A. A persistent dry cough
B. Swelling of the lips and tongue
C. Occasional dizziness when standing
,D. Increased frequency of urination
Correct Answer: B
Rationale: Angioedema is a life-threatening adverse effect of ACE inhibitors like lisinopril
that can compromise the airway. While a dry cough is common, it is not an emergency,
whereas facial or tongue swelling indicates a hypersensitivity reaction. The nurse must
educate the client on identifying this potential airway obstruction early.
3. The nurse is reviewing the lab results of a client taking warfarin. The International
Normalized Ratio (INR) is 5.2. Which medication should the nurse anticipate administering?
A. Protamine sulfate
B. Vitamin K
C. Enoxaparin
D. Aspirin
Correct Answer: B
Rationale: Vitamin K is the specific antagonist used to reverse the effects of warfarin when
the INR is dangerously elevated. An INR of 5.2 puts the client at a high risk for spontaneous
bleeding and requires rapid correction. Protamine sulfate is the antidote for heparin, not
warfarin.
4. A client with type 2 diabetes is prescribed metformin. Which diagnostic test result would
require the nurse to hold the medication and notify the provider?
A. Hemoglobin A1C of 7.5%
,B. Elevated serum creatinine
C. Decreased serum albumin
D. Increased white blood cell count
Correct Answer: B
Rationale: Metformin is primarily excreted by the kidneys and can cause lactic acidosis if
renal function is impaired. A high serum creatinine level indicates renal insufficiency,
which is a contraindication for metformin therapy. The nurse must monitor kidney
function closely to prevent this rare but fatal metabolic complication.

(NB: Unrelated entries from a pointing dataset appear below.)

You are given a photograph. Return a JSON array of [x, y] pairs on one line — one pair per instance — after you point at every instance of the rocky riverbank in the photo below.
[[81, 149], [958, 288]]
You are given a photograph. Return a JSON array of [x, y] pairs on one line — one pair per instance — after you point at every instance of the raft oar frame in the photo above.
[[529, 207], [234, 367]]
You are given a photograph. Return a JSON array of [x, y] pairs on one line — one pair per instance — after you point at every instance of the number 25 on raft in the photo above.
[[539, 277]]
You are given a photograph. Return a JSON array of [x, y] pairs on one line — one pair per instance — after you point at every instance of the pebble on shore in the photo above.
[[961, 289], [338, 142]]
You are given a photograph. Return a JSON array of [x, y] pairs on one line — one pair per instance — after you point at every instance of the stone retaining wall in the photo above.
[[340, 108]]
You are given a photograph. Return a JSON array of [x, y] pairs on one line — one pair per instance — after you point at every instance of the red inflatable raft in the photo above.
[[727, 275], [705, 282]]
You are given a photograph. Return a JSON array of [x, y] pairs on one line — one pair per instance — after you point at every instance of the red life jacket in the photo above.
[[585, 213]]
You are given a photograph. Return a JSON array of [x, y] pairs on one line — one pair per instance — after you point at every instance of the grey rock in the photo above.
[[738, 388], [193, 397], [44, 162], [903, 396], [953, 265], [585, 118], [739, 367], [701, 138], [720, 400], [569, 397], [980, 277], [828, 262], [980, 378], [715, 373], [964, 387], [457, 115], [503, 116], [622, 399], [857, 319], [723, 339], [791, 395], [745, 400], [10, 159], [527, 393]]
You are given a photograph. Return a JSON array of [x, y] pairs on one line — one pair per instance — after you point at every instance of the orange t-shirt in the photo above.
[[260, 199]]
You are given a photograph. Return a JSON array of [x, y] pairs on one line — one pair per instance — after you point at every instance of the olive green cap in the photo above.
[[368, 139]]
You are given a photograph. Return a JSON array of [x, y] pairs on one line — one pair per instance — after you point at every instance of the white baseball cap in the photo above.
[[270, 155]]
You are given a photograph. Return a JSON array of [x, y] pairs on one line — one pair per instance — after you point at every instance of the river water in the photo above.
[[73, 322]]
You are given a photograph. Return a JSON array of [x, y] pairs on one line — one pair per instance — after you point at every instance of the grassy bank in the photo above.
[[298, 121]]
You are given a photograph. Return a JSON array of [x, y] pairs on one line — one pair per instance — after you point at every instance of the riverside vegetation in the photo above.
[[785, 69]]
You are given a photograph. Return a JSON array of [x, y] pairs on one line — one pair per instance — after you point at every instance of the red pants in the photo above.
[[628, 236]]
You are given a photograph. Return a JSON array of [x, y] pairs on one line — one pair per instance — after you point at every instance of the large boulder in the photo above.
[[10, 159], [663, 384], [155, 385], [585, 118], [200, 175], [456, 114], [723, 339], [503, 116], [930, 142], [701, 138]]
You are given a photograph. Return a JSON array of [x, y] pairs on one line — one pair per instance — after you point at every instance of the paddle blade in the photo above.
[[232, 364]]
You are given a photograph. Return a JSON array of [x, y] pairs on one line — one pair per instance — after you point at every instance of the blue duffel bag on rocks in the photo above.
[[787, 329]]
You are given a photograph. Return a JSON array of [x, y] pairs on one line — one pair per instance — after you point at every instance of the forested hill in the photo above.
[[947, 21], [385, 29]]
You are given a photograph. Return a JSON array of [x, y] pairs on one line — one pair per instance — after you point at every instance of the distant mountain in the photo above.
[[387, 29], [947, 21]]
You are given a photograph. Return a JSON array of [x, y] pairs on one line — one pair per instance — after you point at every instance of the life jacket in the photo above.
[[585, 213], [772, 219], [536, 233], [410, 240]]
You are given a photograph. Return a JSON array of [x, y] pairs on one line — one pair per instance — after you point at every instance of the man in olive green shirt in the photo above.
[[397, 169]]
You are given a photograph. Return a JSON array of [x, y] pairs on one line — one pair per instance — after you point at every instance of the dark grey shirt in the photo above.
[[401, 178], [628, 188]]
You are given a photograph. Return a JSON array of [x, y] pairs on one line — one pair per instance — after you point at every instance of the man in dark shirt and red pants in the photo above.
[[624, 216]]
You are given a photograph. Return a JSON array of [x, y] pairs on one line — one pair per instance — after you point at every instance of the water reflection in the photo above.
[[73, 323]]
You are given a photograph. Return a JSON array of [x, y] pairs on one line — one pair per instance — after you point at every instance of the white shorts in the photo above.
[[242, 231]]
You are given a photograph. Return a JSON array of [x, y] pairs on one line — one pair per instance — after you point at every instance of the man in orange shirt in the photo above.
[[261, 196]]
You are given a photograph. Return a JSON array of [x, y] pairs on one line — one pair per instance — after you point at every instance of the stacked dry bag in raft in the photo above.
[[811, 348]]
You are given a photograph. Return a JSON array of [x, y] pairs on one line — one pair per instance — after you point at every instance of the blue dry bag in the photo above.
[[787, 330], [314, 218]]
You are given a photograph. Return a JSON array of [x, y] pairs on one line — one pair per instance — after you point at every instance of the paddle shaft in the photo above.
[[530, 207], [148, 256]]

5. A nurse is caring for a client receiving a heparin infusion for a pulmonary embolism. Which
laboratory value should the nurse monitor to adjust the infusion rate?
A. Prothrombin time (PT)
B. Hemoglobin level
C. Platelet count
D. Activated partial thromboplastin time (aPTT)
Correct Answer: D
Rationale: The aPTT is used to monitor the effectiveness of unfractionated heparin and
guide dosage adjustments. PT and INR are typically used for warfarin monitoring rather
than heparin. While platelet counts are monitored for Heparin-Induced Thrombocytopenia,
the aPTT is the specific test for therapeutic dosing.
, 6. Select All That Apply (SATA): A nurse is providing discharge teaching to a client prescribed
prednisone for an autoimmune flare-up. Which instructions should the nurse include? (Select
all that apply)
A. Do not stop taking the medication abruptly.
B. Avoid large crowds and people who are sick.
C. Report any signs of black, tarry stools.
D. Increase intake of sodium-rich foods.
E. Monitor your blood glucose levels regularly.
F. Expect to lose weight while on this medication.
Correct Answer: ABCE
Rationale: Corticosteroids like prednisone must be tapered to prevent adrenal
insufficiency and carry a high risk of immunosuppression. They can also cause gastric
ulcers (indicated by melena) and hyperglycemia, requiring careful glucose monitoring.
Clients usually experience weight gain and fluid retention rather than weight loss, and
should limit sodium intake.
7. A client is starting lithium carbonate for the treatment of bipolar disorder. Which
statement by the client indicates a need for further teaching?
A. I will drink 2 to 3 liters of fluid daily.
B. I will limit my salt intake to lower my blood pressure.